Mental health has been in the headlines in the sports world lately, including the world of tennis with Naomi Osaka’s absence from two of the majors (if you haven’t heard, you can hear from Osaka herself in her article published in Time). Mental health and the mental side of pickleball has also been a recent topic of conversation, as Lea Jansen has been the first pro pickleball player to really be outspoken about it in connection with her series of consecutive women’s singles wins at the APP Cincinnati Open (in fact, she won the triple crown), PPA Orange County Cup, and USA Pickleball Newport Beach Championships.
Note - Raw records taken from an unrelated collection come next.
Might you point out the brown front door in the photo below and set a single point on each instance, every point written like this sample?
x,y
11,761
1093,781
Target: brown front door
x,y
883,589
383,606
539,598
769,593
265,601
In March 2021, Jansen was on the verge of quitting pickleball entirely. She experienced too much stress and pressure on the pickleball court, causing her to feel immense anxiety, so much so that she would freeze up and even throw-up before matches. After she decided to pull out of events, Jansen met Jim Costello, who is a leader in exercise physiology and the science of neuroplasticity identified within brain development. Costello made a deal with Jansen – get back into her upcoming events and, in exchange, Costello would help her with her anxiety so that she could perform efficiently and play without anxiety on the pickleball court. She took the deal.
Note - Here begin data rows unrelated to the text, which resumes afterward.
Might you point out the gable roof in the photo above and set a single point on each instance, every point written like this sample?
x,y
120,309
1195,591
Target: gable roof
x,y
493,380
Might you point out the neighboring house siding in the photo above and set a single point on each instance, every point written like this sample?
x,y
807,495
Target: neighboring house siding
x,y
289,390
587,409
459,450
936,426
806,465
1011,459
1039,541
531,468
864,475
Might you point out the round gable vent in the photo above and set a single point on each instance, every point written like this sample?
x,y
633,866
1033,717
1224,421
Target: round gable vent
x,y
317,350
Costello typically works with individuals with autism, ADHD, anxiety, and other neurological challenges through his company, Neuro-Fit (www.neuro-fit.com). He typically does not work with athletes. With that said, athletes can have anxiety, and the same principles from the Neuro-Fit program apply to them. From Costello’s perspective, he noted that “by watching Lea move on the court, I was able to see what are referred to as soft signs. These are physical indicators that her brain and body connections were not working efficiently, affecting her ability to flow as an athlete. She was experiencing anxiety, also an indicator that her nerve system was overloaded and overwhelmed.”
So, starting in April 2021, Costello and Jansen worked together to build a foundation to rewire Jansen’s neuropathways, so Jansen’s brain and body work together—the details are obviously more in-depth, but think of this as finding your center at yoga, or resetting your center, so that your brain and body work together. Costello describes this work as his specific movement model.
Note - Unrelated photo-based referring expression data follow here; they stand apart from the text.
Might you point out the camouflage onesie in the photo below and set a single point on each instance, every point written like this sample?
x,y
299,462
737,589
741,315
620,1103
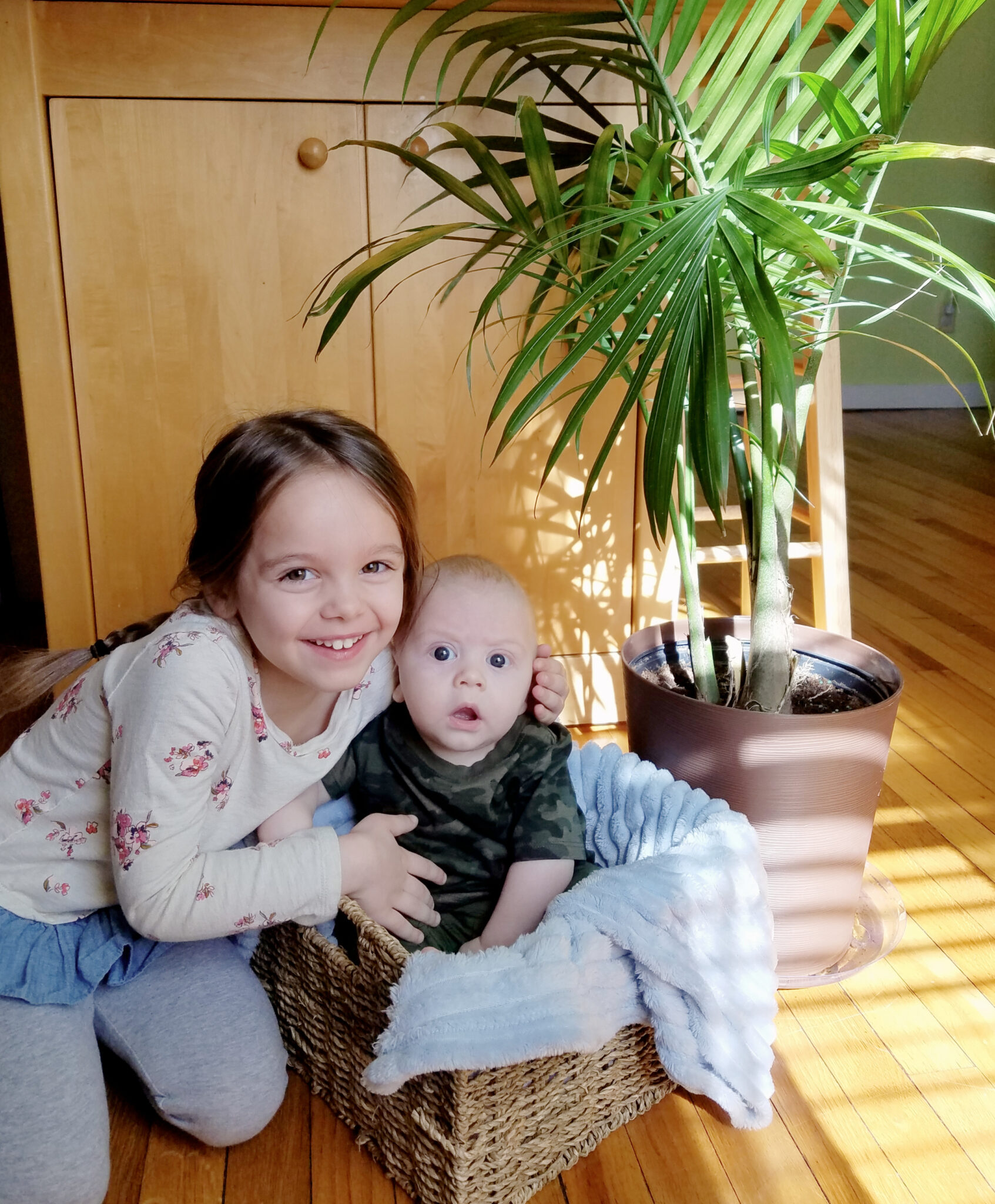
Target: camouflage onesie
x,y
514,805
As a result of this specific movement model or “centering,” Costello and Jansen have eliminated the aforementioned soft signs and strengthened the connectivity to areas within her brain that coordinate movement and regulate sensory and emotional wellbeing. This greatly reduced Jansen’s anxiety and continues to enhance her physical performance.
From Jansen’s perspective, she describes that she “just plays” – there is no past and no future. There is no anxiety, but rather just playing happy in the moment, which she reminds herself of every 2 to 3 points with paddle taps at certain spots on her body. She notes that when she is playing in this mental space, she is “not thinking of anything,” which is certainly a different mindset than she had just a few short months prior.
Jansen gives 100% of the credit to Costello, and his ability to help her mentally, with her success on the pro pickleball tour as of late. Whether the power of the mental game, or rewiring neuropathways, is perceived by Jansen or actual reality, Jansen’s results at pickleball tournaments pretty much speak for themselves, as she has medaled in every tournament since starting mental work with Costello (something she was not doing before then). Jansen notes that it is hard to play, or do anything, with a bad frame of mind, and if not for Costello and Neuro-Fit, she would have quit pickleball entirely. Crazy to see how mental training transformed Jansen’s outlook toward the sport and performance on the pickleball court…
Bottom line – Mental health and the mental game is a huge component of any sport, including the sport of pickleball. Don’t neglect it.